Here we go again. Despite all of our efforts to dispel the false dichotomy between secure voting and accessible voting, a shrinking but vocal minority of the disability rights community continues to take steps to prevent more secure voting by claiming that it will violate the rights of the disabled. They've now filed a federal lawsuit in San Francisco, called PVA v. McPherson, to try to turn back the clock -- and force Californians back into insecure, inauditable voting systems. This argument was wrong when it was rejected by a federal judge in 2004 and it's still wrong now.
Since 2004, the nation has awakened to the problems with electronic voting machines. We've slowly recognized the need for voting systems that are transparent and that allow for trustworthy and complete audits and recounts. The fact that Las Vegas slot machines are infinitely more secure than our voting systems is now widely known, and the movement to remedy that problem is growing stronger with each botched election. EFF represented the Handicapped Voters of Volusia County (HAVOC) in Florida, filing a brief there to insist that their voting systems have a paper trail. They wanted to make sure their votes were counted as cast too.
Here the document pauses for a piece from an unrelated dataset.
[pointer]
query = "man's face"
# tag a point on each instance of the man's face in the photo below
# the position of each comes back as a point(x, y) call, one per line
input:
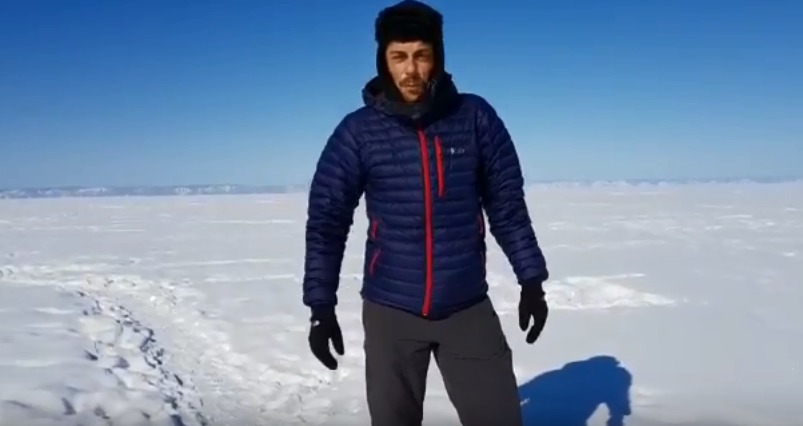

Our favorite current solution is the new generation of optical scan systems, led by the AutoMARK, that are broadly accessible to voters with disabilities. Another option is the voter verified paper trail attached to DRE electronic voting systems. The current crop of paper trail machines still has serious problems, and we still have much additional work to do to ensure verified voting, but these systems are still better than DREs with no paper trail at all. Yet the suit filed yesterday would push California back to those insecure, paperless DREs.
EFF and a broad coalition of voting activists will likely participate in the PVA v. McPherson case, as we did in the one in 2004, to point out, once again, that secure, accessible voting can and should be our shared goals.